Donnerstag,
19. Oktober 1933
Verleihung der Kriegsdenkmünze 1914/18 an Hans Sachs
Schon seit vielen Jahren führte Hans Sachs (1886–1941) das zivile Leben eines vielbeschäftigten Krawattenfabrikanten, als ihm am 19. Oktober 1933 die Kriegsdenkmünze 1914/18 des Reichskriegerbundes »Kyffhäuser« verliehen wurde. Ihn »für Treue im Weltkriege« mit dieser Medaille auszuzeichnen, hatte durchaus seine Berechtigung: 1906 hatte Sachs sein Einjährig-Freiwilliges Jahr absolviert und war als Unteroffizier in die Reserve gegangen. Vermutlich trat er schon zu dieser Zeit dem »Kameradschaftlichen Verein Deutscher Soldaten« bei. Im Ersten Weltkrieg diente er von 1915 an, bis er kurz vor Kriegsende dienstuntauglich heimkehren musste. Die Mitgliedschaft in seinem Veteranenverein erneuerte er von Jahr zu Jahr, so auch 1933.
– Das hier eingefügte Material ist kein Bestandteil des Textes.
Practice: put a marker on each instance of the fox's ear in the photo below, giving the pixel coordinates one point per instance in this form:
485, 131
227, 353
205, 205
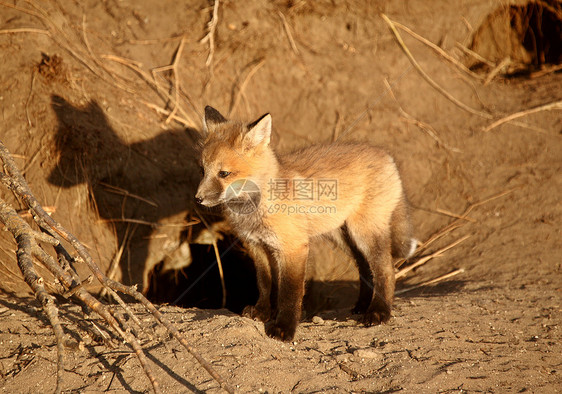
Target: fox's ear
212, 118
259, 132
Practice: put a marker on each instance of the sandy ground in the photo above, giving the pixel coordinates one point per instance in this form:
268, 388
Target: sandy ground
100, 133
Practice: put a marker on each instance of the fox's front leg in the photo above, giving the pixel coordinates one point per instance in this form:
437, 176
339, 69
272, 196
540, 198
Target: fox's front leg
292, 269
262, 309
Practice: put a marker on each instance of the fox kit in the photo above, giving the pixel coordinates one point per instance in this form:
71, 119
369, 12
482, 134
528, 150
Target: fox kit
347, 192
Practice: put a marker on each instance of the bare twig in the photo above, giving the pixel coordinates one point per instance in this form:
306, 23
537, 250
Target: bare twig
210, 37
27, 247
288, 32
545, 107
218, 256
500, 67
430, 282
428, 79
422, 125
242, 86
475, 55
425, 259
438, 49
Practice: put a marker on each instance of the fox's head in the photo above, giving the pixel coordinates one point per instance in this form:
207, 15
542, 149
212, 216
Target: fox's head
236, 159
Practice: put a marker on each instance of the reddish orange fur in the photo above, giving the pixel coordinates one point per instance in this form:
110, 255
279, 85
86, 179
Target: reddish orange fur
368, 216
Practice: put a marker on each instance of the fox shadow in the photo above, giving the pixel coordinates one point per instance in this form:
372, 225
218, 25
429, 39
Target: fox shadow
133, 187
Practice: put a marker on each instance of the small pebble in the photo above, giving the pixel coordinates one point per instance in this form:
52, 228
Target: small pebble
367, 353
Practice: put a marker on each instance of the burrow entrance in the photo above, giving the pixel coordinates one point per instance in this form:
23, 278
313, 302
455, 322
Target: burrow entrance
530, 35
199, 284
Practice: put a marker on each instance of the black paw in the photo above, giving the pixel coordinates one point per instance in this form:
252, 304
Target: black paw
379, 312
282, 331
373, 318
360, 308
254, 312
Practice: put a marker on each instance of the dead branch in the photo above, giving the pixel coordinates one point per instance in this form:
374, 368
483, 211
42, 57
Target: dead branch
210, 37
439, 50
28, 240
428, 79
430, 282
546, 107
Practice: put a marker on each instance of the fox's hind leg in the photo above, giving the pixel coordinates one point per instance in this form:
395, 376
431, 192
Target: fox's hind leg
263, 308
376, 270
365, 272
403, 244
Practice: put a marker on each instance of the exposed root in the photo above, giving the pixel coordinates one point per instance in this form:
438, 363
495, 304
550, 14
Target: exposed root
29, 248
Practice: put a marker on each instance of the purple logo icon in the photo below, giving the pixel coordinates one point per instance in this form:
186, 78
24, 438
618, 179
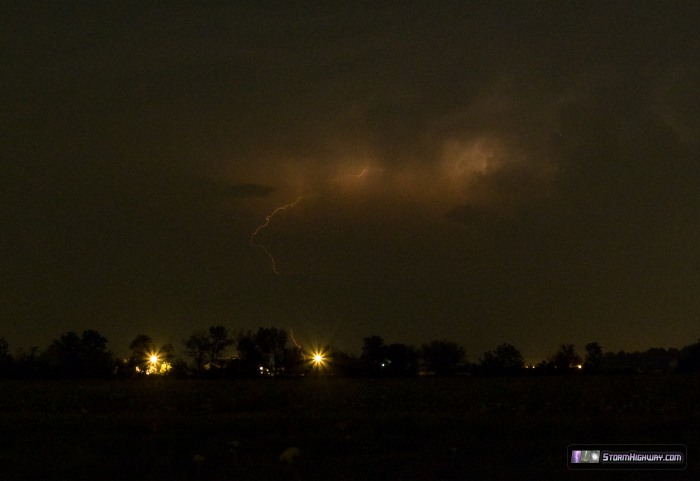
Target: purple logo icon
575, 457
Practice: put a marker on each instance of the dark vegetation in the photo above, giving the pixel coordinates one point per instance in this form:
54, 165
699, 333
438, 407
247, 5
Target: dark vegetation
75, 412
331, 428
268, 352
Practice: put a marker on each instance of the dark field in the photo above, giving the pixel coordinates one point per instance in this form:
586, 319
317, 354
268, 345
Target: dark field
338, 429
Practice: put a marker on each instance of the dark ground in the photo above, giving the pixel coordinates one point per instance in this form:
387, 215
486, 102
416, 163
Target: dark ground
339, 429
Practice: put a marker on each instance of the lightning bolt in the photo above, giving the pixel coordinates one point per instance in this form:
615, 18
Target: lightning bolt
262, 226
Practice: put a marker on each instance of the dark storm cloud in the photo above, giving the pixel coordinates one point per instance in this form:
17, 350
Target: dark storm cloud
466, 168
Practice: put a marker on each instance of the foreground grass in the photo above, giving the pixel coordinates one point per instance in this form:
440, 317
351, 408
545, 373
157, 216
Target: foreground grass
336, 429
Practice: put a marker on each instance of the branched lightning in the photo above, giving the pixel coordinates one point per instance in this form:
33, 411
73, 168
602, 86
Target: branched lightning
268, 218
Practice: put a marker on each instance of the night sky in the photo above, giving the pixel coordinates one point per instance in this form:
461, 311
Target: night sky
485, 172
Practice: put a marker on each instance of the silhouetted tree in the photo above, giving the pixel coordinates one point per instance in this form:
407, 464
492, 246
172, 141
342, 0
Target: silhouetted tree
566, 357
594, 356
373, 355
401, 360
272, 343
442, 357
80, 356
505, 357
5, 357
689, 358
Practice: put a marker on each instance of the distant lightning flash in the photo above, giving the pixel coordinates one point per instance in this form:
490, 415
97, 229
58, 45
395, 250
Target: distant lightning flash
268, 218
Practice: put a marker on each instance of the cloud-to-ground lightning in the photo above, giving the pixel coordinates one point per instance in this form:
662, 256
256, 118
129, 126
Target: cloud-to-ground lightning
268, 218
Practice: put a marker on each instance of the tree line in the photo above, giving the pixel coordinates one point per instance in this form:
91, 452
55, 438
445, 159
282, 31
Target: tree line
268, 352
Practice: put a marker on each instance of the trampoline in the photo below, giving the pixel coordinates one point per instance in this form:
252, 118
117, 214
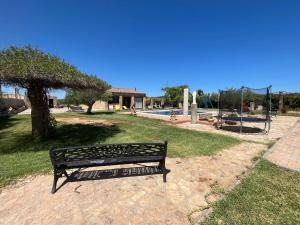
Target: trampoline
245, 107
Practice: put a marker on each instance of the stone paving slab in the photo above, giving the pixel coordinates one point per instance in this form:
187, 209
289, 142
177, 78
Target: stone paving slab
286, 152
131, 200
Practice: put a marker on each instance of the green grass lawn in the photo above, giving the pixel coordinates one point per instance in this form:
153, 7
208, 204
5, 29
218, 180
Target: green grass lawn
270, 195
19, 156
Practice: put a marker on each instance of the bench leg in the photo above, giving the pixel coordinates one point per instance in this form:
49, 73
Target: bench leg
54, 182
66, 174
162, 166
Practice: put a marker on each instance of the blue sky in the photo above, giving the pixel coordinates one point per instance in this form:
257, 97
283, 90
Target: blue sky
150, 44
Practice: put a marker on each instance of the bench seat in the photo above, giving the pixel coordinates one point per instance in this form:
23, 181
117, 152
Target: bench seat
105, 155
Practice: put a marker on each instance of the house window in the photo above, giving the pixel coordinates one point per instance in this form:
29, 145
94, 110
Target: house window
138, 103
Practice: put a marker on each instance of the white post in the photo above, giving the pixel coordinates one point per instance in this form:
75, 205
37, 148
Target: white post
186, 101
194, 109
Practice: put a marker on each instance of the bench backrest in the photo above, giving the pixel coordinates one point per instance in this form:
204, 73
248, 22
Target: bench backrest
106, 151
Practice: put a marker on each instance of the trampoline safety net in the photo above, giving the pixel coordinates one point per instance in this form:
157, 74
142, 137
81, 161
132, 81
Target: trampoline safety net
245, 105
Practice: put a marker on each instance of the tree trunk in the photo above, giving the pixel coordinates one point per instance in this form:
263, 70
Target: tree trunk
89, 110
39, 112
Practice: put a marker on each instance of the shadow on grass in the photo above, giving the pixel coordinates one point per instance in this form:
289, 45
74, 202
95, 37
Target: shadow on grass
66, 135
102, 113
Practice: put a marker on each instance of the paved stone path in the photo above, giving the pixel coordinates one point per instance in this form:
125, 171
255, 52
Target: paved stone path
131, 200
286, 152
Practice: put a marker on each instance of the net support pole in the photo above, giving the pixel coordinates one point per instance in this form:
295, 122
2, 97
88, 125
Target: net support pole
269, 93
220, 112
241, 112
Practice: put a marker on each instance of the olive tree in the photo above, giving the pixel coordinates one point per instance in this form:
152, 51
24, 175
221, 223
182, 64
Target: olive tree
38, 72
87, 97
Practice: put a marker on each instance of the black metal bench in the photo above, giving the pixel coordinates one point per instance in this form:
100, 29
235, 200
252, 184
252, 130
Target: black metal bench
107, 154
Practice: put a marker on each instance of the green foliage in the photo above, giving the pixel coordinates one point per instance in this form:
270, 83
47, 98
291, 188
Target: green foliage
27, 65
174, 95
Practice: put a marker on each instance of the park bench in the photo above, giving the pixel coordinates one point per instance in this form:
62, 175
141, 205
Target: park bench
107, 154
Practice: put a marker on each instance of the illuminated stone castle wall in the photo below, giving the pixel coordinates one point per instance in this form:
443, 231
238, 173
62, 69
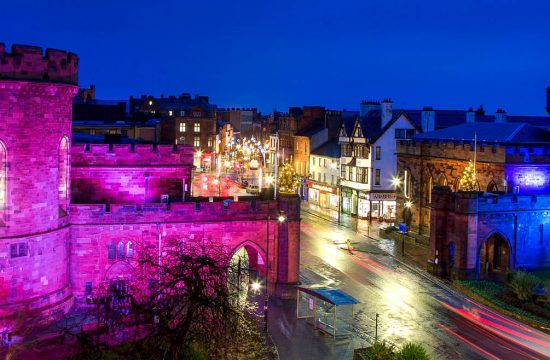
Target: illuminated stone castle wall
36, 91
54, 244
468, 221
499, 168
104, 173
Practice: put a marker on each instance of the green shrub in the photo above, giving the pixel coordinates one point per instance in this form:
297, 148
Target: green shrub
380, 351
412, 351
522, 285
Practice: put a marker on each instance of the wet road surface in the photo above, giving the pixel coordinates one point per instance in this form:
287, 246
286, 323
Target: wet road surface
412, 305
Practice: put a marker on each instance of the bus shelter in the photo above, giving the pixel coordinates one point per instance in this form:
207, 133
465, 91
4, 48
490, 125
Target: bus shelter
327, 309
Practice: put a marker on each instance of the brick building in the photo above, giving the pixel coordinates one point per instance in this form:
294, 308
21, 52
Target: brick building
74, 218
464, 229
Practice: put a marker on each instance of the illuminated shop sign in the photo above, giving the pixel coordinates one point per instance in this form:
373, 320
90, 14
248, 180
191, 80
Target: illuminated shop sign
321, 187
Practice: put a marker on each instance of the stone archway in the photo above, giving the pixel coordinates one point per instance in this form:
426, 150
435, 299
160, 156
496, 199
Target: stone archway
494, 257
247, 265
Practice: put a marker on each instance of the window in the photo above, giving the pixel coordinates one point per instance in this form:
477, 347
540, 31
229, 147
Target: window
404, 133
88, 287
111, 250
18, 250
120, 249
129, 249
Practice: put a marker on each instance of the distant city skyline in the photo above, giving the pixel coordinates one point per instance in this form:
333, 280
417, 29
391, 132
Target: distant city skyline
267, 55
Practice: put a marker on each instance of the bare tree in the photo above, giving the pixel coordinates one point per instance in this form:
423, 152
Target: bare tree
184, 304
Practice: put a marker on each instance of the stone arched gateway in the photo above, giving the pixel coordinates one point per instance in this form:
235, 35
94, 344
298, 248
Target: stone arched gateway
494, 258
225, 227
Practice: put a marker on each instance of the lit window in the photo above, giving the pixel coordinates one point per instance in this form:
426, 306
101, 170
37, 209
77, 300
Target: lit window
111, 250
120, 250
129, 249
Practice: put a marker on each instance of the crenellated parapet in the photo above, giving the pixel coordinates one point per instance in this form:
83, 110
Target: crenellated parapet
32, 63
131, 155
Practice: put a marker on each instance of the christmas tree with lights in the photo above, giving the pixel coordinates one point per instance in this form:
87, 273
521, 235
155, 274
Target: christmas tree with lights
288, 181
468, 180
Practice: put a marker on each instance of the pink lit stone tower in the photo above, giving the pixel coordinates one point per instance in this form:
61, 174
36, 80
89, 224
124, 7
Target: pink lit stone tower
36, 92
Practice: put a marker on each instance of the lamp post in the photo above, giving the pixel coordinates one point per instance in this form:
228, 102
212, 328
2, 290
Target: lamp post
280, 218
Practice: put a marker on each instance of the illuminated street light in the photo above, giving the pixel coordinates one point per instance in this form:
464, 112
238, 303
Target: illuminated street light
396, 181
256, 286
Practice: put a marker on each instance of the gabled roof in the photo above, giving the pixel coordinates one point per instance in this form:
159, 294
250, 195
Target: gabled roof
490, 132
328, 149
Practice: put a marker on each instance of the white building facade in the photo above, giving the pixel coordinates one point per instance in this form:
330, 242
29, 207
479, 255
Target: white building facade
368, 161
Doch dieses Jahr brachte auch für die unzähligen Kriegervereine in Deutschland einschneidende Veränderungen, die zuallererst von ihrem Dachverband, dem »Kyffhäuserbund«, ausgingen. Schon im Mai 1933 bekannte sich der amtierende Präsident Rudolf von Horn mit dem gesamten Verband zum NS-Staat und läutete damit das Ende der bis dahin eigenständigen Landesverbände ein. Am 30. September 1933 ordnete er schließlich die Durchsetzung des »Arierparagraphen« an – Nichtarier durften den Kriegervereinen nicht länger angehören. Die Frist für den Austritt war der 1. November.
Nicht alle Veteranenvereine billigten diese Anordnung, waren sie sich doch der Leistungen und patriotischen Treue der jüdischen Kameraden bewusst und empfanden deren Ausschluss zu Recht als verunglimpfend. Womöglich aus diesem Grund oder auch um abschließend die Verdienste um Verein und Vaterland zu würdigen, erhielt Hans Sachs noch im Oktober die Kriegsdenkmünze. Sein Austritt war trotz allem besiegelt. »Aufrecht und stolz gehen wir aus dem Kampf, den wir über vier Jahre gegen eine Welt von Feinden bestanden haben« – dieses Zitat Hindenburgs ziert die Rückseite der Denkmünze. Für Hans Sachs bekamen die Worte in den folgenden Jahren eine ganz eigene Bedeutung.